Working towards gender equality challenges long-standing male dominated
power structures, and patriarchal social capital (old boys'
networks) within organisations. It crosses the boundaries of people's
comfort zones by threatening to shake up existing lines of control
over material resources, authority, and prestige. It requires people
to learn new ways of doing things about which they may not be very
convinced and from which they see little benefit to themselves,
and to unlearn old habits and practices.
Resistance to
gender-equal policies may take the form of trivialisation, dilution,
subversion or outright resistance, and can lead to the evaporation
-- of gender equitable laws, policies or programmes.

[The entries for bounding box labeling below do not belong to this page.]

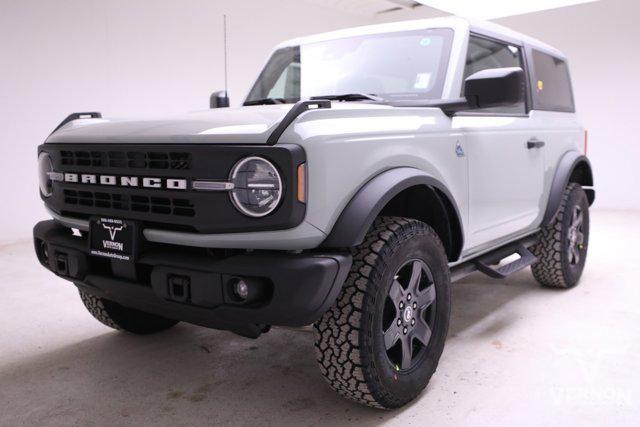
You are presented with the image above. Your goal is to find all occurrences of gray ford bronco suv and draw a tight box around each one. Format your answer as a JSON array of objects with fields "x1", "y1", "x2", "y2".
[{"x1": 34, "y1": 18, "x2": 595, "y2": 408}]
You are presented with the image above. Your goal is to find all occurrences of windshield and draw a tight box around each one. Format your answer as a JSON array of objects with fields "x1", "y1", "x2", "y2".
[{"x1": 245, "y1": 29, "x2": 453, "y2": 105}]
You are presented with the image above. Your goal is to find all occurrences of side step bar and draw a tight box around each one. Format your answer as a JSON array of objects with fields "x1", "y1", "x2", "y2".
[{"x1": 451, "y1": 236, "x2": 538, "y2": 282}]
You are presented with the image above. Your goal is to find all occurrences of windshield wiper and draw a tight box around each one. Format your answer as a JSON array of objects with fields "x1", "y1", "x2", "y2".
[
  {"x1": 243, "y1": 98, "x2": 287, "y2": 105},
  {"x1": 311, "y1": 92, "x2": 384, "y2": 102}
]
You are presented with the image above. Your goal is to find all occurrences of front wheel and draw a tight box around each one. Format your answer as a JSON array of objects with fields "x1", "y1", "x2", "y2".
[{"x1": 314, "y1": 217, "x2": 450, "y2": 408}]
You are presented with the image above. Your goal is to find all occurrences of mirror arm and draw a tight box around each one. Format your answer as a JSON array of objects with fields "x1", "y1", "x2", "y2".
[{"x1": 386, "y1": 97, "x2": 477, "y2": 116}]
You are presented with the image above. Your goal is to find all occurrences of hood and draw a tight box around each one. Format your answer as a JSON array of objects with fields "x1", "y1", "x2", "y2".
[
  {"x1": 46, "y1": 102, "x2": 450, "y2": 144},
  {"x1": 46, "y1": 104, "x2": 302, "y2": 144}
]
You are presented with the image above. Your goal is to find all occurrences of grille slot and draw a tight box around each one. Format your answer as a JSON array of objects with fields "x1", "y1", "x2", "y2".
[
  {"x1": 64, "y1": 190, "x2": 196, "y2": 216},
  {"x1": 60, "y1": 150, "x2": 191, "y2": 170}
]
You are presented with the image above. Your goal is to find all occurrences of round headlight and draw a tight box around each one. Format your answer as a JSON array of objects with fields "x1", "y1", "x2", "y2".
[
  {"x1": 38, "y1": 152, "x2": 53, "y2": 197},
  {"x1": 229, "y1": 157, "x2": 282, "y2": 217}
]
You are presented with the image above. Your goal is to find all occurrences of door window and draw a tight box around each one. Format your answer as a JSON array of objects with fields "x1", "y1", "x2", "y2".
[
  {"x1": 462, "y1": 36, "x2": 526, "y2": 114},
  {"x1": 532, "y1": 49, "x2": 575, "y2": 112}
]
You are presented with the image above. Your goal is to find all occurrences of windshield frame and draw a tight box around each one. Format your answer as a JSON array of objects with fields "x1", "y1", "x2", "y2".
[{"x1": 243, "y1": 27, "x2": 456, "y2": 106}]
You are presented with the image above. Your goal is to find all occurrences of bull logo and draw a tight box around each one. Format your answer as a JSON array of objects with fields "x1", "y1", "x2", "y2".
[{"x1": 102, "y1": 223, "x2": 124, "y2": 240}]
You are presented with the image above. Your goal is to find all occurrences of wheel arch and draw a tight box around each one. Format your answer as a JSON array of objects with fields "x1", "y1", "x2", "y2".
[
  {"x1": 542, "y1": 151, "x2": 596, "y2": 225},
  {"x1": 320, "y1": 168, "x2": 464, "y2": 261}
]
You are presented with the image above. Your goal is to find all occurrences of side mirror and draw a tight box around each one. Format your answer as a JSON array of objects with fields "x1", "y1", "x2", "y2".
[
  {"x1": 209, "y1": 90, "x2": 229, "y2": 108},
  {"x1": 464, "y1": 67, "x2": 525, "y2": 108}
]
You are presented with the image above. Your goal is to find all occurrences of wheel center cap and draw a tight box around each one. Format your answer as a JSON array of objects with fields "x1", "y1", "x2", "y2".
[{"x1": 403, "y1": 306, "x2": 413, "y2": 323}]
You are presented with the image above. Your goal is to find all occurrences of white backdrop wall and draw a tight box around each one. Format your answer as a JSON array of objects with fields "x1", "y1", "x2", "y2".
[
  {"x1": 0, "y1": 0, "x2": 367, "y2": 243},
  {"x1": 0, "y1": 0, "x2": 640, "y2": 243}
]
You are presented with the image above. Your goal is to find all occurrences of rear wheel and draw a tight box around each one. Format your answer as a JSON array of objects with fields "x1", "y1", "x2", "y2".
[
  {"x1": 314, "y1": 217, "x2": 450, "y2": 408},
  {"x1": 531, "y1": 183, "x2": 589, "y2": 289},
  {"x1": 80, "y1": 291, "x2": 178, "y2": 334}
]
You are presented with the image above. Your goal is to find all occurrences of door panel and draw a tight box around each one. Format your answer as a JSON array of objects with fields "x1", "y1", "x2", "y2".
[{"x1": 453, "y1": 116, "x2": 544, "y2": 249}]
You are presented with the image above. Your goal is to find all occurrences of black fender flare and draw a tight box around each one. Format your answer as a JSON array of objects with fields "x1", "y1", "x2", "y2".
[
  {"x1": 320, "y1": 167, "x2": 464, "y2": 259},
  {"x1": 542, "y1": 151, "x2": 595, "y2": 225}
]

Tackling this requires effective political leadership, well designed
organisational mandates, structures, incentives and accountability
mechanisms with teeth. It also requires actions to empower women
and women's organisations so that they can collectively press
for greater accountability for gender equality and equity.
The report provides
a number of good practice examples from different countries.
The
Way Forward
This report
has shown that gender relations of power exist both within and outside
the health sector, and exercise a pernicious influence on the health
of people. It has drawn together the rapidly growing body of evidence
that identifies and explains what gender inequality and inequity
mean in terms of differential exposures and vulnerabilities for
women versus men, and also how health care systems and health research
reproduce these inequalities and inequities instead of resolving
them. The consequences for people's health are not only unequal
and unjust, but also ineffective and inefficient.
It has also
documented the growing numbers of actions by non-governmental and
governmental actors and agencies to challenge these injustices and
to transform beliefs and practices within and outside the health
sector in order to generate sustained changes that can improve people's
health and lives. In particular, it calls for support for women's
organisations that are critical to ensuring that women have voice
and agency, that are often at the forefront of identifying problems
and experimenting with innovative solutions, that prioritise demands
for accountability from all actors, both public and private, and
whose access to resources has been declining in recent years.